Rohullah Azizi was shot dead by militants from the group after stopping at a checkpoint in the Panjshir valley, it is claimed.
“They executed my uncle,” Ebadullah Saleh said in a text message to the Reuters news agency. “They killed him yesterday and would not let us bury him. They kept saying his body should rot.”
He told the Associated Press it was unclear where his uncle was driving to when he was killed. The Urdu language account of the Taliban information service Alemarah said that “according to reports” Mr Azizi had been shot dead .
Amrullah Saleh remains at large though his exact location is unclear. Since the fall of Kabul, he has declared himself the acting president of Afghanistan and has been leading a band of fighters from the National Resistance Front in Afghanistan (NRF) in the Panjshir valley.
He told Euronews last week that the resistance was not over despite the Taliban’s formal declaration of an Islamic emirate and its formation of a government. Mr Saleh stressed he would not flee the country like former president Ashraf Ghani, who has since apologised for the manner of his retreat.
“I am a soldier of [mujahideen leader] Ahmad Shah Massoud and, in his dictionary, there was no such thing as fleeing, exile and leaving the nation in bad moments,” he told the broadcaster. “If I had escaped, I might have been physically alive, but as soon as I reached any corner of the globe, I would have died instantly.”
Mohammad Zahir Akbar, Afghanistan’s ambassador in neighbouring Tajikistan, told reporters on Wednesday that Mr Saleh had remained in the Panjshir province following the Taliban’s takeover of Kabul and was “temporarily performing the duties of president”.
The NRF has disputed the Taliban’s claim to have taken control of the entire country, insisting that they remain “all over” the Panjshir valley despite the capture of regional capital Bazarak on 6 September.
The sparse, mountainous region has traditionally been a focal point for rebel groups in recent history. The Northern Alliance, a coalition of military groups that operated during the previous era of Taliban rule, used the area as a base between 1996 and 2001.

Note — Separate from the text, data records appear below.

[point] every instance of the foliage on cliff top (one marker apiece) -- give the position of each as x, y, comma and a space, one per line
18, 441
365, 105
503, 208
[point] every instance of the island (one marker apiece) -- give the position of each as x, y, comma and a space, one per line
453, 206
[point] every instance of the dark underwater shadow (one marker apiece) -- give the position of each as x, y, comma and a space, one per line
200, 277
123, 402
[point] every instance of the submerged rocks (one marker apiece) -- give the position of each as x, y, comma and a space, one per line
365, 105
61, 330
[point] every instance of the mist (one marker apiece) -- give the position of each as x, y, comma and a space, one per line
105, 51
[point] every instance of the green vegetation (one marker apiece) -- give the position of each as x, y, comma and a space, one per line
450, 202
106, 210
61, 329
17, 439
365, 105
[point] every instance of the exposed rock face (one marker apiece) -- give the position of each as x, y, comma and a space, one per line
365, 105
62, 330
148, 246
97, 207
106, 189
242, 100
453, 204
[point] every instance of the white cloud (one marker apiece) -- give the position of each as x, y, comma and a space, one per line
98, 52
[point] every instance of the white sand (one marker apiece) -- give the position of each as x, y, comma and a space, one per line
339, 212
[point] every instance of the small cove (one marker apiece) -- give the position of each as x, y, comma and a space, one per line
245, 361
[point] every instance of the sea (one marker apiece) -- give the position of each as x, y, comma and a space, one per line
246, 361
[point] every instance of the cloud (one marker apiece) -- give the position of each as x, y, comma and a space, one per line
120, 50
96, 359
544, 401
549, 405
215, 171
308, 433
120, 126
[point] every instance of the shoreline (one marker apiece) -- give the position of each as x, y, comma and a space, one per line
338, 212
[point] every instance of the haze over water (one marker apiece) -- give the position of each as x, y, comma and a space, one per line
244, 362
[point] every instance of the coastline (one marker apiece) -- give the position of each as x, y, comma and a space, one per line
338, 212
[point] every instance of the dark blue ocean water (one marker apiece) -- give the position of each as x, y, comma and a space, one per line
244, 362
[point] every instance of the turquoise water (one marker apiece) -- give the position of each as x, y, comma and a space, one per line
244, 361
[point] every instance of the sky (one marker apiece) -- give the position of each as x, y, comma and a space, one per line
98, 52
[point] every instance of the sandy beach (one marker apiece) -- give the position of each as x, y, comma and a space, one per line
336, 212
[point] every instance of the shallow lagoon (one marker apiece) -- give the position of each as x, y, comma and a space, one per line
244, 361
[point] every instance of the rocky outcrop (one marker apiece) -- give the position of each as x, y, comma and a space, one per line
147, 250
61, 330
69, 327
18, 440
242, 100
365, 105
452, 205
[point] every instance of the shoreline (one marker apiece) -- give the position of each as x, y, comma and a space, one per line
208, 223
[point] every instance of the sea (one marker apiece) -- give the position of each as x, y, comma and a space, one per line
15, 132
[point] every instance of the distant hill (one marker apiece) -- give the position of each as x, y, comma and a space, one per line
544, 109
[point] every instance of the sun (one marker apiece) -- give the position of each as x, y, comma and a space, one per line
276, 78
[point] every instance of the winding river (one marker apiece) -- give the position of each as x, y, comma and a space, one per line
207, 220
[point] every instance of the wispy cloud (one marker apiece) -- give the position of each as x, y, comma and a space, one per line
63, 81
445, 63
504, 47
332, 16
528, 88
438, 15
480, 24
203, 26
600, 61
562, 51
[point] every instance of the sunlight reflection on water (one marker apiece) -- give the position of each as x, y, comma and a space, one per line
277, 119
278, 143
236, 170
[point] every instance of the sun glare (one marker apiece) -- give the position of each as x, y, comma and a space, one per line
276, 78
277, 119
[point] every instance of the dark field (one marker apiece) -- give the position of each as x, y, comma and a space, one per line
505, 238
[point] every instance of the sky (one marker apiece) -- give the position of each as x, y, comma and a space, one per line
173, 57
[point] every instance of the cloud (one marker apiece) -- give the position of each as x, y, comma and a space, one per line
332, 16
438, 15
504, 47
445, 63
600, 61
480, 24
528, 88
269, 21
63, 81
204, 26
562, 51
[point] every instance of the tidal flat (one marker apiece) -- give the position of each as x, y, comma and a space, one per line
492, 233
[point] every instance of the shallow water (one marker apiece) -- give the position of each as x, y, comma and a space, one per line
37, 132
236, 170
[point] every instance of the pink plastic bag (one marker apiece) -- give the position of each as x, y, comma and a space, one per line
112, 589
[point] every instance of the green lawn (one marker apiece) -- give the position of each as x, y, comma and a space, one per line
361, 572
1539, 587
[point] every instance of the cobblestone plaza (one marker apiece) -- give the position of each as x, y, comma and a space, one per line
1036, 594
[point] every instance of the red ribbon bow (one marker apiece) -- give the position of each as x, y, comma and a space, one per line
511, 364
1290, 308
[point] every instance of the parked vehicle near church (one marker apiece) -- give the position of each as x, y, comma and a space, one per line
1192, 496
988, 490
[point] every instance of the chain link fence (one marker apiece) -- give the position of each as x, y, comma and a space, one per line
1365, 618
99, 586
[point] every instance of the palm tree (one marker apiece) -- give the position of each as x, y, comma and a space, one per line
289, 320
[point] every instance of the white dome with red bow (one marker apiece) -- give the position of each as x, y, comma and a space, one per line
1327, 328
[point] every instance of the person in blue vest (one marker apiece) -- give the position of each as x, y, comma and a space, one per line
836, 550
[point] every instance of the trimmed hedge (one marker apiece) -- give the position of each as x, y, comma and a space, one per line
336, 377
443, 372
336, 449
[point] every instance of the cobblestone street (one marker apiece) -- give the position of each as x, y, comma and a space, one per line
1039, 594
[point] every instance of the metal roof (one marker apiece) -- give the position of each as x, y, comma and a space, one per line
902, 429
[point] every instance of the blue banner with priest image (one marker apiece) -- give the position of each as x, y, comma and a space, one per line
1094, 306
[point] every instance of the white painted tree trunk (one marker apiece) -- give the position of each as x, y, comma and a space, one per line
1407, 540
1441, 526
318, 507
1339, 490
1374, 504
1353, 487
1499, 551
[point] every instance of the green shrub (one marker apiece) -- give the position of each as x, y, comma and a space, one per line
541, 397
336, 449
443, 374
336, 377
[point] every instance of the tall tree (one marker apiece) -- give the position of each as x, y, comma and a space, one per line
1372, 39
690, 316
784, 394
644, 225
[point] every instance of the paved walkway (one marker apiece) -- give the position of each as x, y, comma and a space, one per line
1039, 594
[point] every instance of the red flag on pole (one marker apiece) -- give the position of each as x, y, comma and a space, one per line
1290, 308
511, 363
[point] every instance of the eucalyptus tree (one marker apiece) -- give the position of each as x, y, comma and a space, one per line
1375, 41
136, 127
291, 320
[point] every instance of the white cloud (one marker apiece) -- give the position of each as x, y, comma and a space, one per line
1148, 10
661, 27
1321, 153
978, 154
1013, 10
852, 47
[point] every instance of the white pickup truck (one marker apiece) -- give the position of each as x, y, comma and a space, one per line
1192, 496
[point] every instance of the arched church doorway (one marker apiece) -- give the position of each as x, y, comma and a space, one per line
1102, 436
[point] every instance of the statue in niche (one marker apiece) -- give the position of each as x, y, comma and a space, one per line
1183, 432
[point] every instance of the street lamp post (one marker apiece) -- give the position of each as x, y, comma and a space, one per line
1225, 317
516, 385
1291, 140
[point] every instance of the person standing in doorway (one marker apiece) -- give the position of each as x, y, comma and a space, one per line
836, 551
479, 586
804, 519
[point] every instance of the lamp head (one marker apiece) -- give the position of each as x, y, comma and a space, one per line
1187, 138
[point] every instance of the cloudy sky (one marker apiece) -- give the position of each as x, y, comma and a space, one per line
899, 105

Last week, the NRF denounced the Taliban’s new interim government as “illegitimate” and called for a nationwide uprising against the country’s Islamist rulers.
“The narrative of a modern Taliban is over. There is no Taliban in favour of an inclusive government,” the group’s spokesperson Ali Maisam Nazary told the Agence France-Presse news agency. “This is going to become a pariah government, an illegitimate government.”